In pop culture, Chodorowsky is known for his megalomaniacal Dune adaptation project. The legend goes from mouth to mouth about how bad American producers first screwed up the production, and then the whole Western cinema dragged out of this project the developments for "Star Wars", "Terminator", "Alien", "Robocop", "The Fifth Element" and anything else.
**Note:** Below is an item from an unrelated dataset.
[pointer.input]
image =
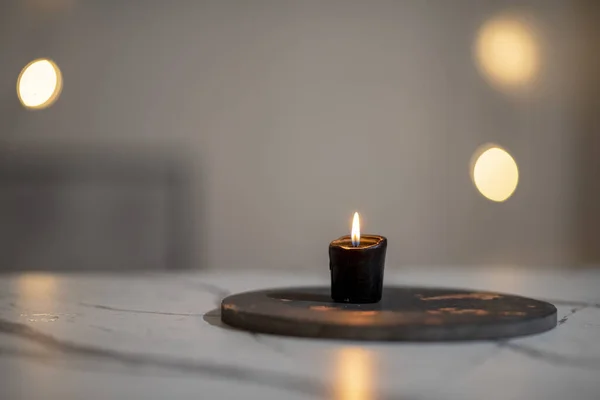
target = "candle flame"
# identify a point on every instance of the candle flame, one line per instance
(355, 230)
Far fewer people know that Chodorowsky has also put these designs into action, but in the form of a comic book that he has been making with artist Mebius for decades. This comic book was released in Russia only a few years ago, actually "Incal" and its prequel, and now it has come to the third and last part.
The plot about the adventures of private detective John Difool in a fictional grotesque universe here reaches a point where full psychedelic begins: the fragmentation of realities and the identity of Difool, who is looking for his lover to save the universe. This, of course, is not a story, but a trip, masterfully invented and drawn in the smallest details, not bothering to explain, but so vivid and enchanting that it is as if the magic of Chodorowsky's best films is pouring down on us from these glossy pages. And there comes a complete and irrevocable happiness, from which you can't just get out.